Dr. Yakup Dıvrak

Dr. Yakup Dıvrak


Soykırım mı? Al sana soykırım!..

Soykırım mı? Al sana soykırım!..

Medeni Batı, ikide bir soykırım konusunu Türkiye’nin önüne koyar ya!
Peki şimdi ne olacak?

Almanya Namibya’daki soykırımı tanıdı, özür diledi ve de tazminat ödemeyi kabul etti. 
Fransa Afrika’da yaptıklarından dolayı özür üstüne özür diliyor… 
En son Kanada suçüstü yakalandı! 235 yatılı öğrencinin öldürülmesinin hesabını veremiyor… Kanada’nın sevimli Başbakanı Justin TREDEAU özür diledi, bitti… Sahiden bitti mi? 
Ya ABD’nin yerli halklara yaptıklarını nereye koyacağız?

Baştaki soruya geri dönelim. Peki şimdi ne olacak?
Artık aleni soykırım yapılamayacak. Ufak, ufak yerel savaşlarla idare edilecek. Silahlar satılacak. Tekeller kâr üstüne kâr edecek. En önemlisi de savaş gıda maddeleri üzerinden yürütülecek. Sadece gıda ürünlerinin genleriyle oynanmayacak, insanların genleriyle de oynanacak. Önce hasta et, sonra iyileştir… Daha doğrusu iyileştiriyormuş gibi yap… Bas ilacı, iğneyi; içir avuç avuç hapları… Ve gelsin milyon dolarlar…

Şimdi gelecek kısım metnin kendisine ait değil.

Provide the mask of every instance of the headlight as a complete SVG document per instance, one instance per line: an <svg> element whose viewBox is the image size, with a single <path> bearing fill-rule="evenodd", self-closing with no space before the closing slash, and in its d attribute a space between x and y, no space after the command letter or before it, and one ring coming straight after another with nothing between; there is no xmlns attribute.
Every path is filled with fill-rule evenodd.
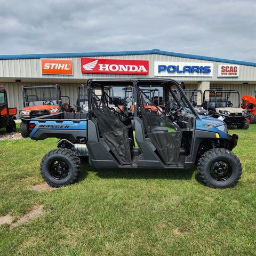
<svg viewBox="0 0 256 256"><path fill-rule="evenodd" d="M226 124L223 124L222 125L220 125L219 126L217 126L216 128L222 132L227 132L228 129L227 128L227 125Z"/></svg>
<svg viewBox="0 0 256 256"><path fill-rule="evenodd" d="M226 116L229 116L230 114L230 113L227 110L220 110L220 113L222 115L226 115Z"/></svg>
<svg viewBox="0 0 256 256"><path fill-rule="evenodd" d="M57 113L57 112L58 112L58 111L59 111L59 109L57 108L53 108L52 109L51 109L51 110L50 110L50 112L51 113L52 113L52 113Z"/></svg>
<svg viewBox="0 0 256 256"><path fill-rule="evenodd" d="M27 111L27 110L22 110L21 111L21 114L22 115L29 115L29 113L30 112L29 111Z"/></svg>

Almanya’dan Türkiye’ye sık sık geldiğimde hep gözlemlerim; masalar mayonez ve ketçapla dolu. Neden acaba? Bir dilim ekmeği, bir bardak suyu hesaba yazanlar, neden her masaya bedava mayonez ve ketçap koyar, müşteriye ücretsiz ikram eder? Bu işin arkasında bir ‘Ali Cengiz Oyunu’ olmasın? Bunların içerisinde hangi kimyevi katkı maddeleri var acaba? Ve bu mayonez ve ketçabı üreten tekeller hangi ülkede konumlanmışlar?

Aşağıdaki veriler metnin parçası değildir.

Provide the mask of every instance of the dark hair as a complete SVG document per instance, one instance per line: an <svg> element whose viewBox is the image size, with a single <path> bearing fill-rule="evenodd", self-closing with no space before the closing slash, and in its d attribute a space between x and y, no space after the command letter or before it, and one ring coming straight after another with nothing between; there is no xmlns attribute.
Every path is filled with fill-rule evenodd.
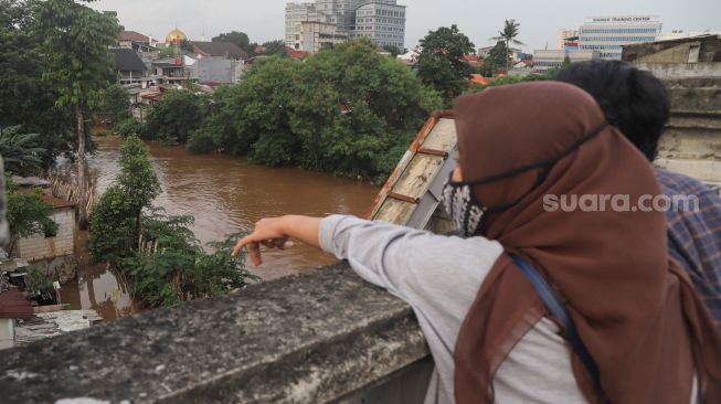
<svg viewBox="0 0 721 404"><path fill-rule="evenodd" d="M619 61L574 63L553 79L574 84L591 94L606 115L649 159L658 152L658 139L670 115L664 84L648 72Z"/></svg>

İşi biraz somutlaştıralım. Sülfürik asit zararlı bir kimyevi maddedir ve gıda ürünlerine katılması yasaktır. Peki, aynı sülfürik asit diş macununda neden bulunur acaba? Ve neden hemen hemen her filmde diş fırçalama sahnesi bulunur? 
Neden, neden, neden? 
Diş fırçalama insanların beynine neden akıtılır sürekli. Başka hangi partiküller var diş macununda dersiniz? Biraz komplo teorisi gibi oldu değil mi? Ama değil. Tıpkı AVM’lerde ılık hava ve gevşetici müzikle formatlayıp mayıştırılarak alışverişe yönlendirildiği gibi diş macunuyla nereye yönlendiriliyoruz acaba?

İşte bütün bu işleri yapan Batı medeni, Türkiye ve Türkiye gibi emperyalizmin çemberini ilk kıran ülkeler soykırımcı öyle mi? Hadi canım sende… Önce, herkes kendi kapısının önünü süpürsün…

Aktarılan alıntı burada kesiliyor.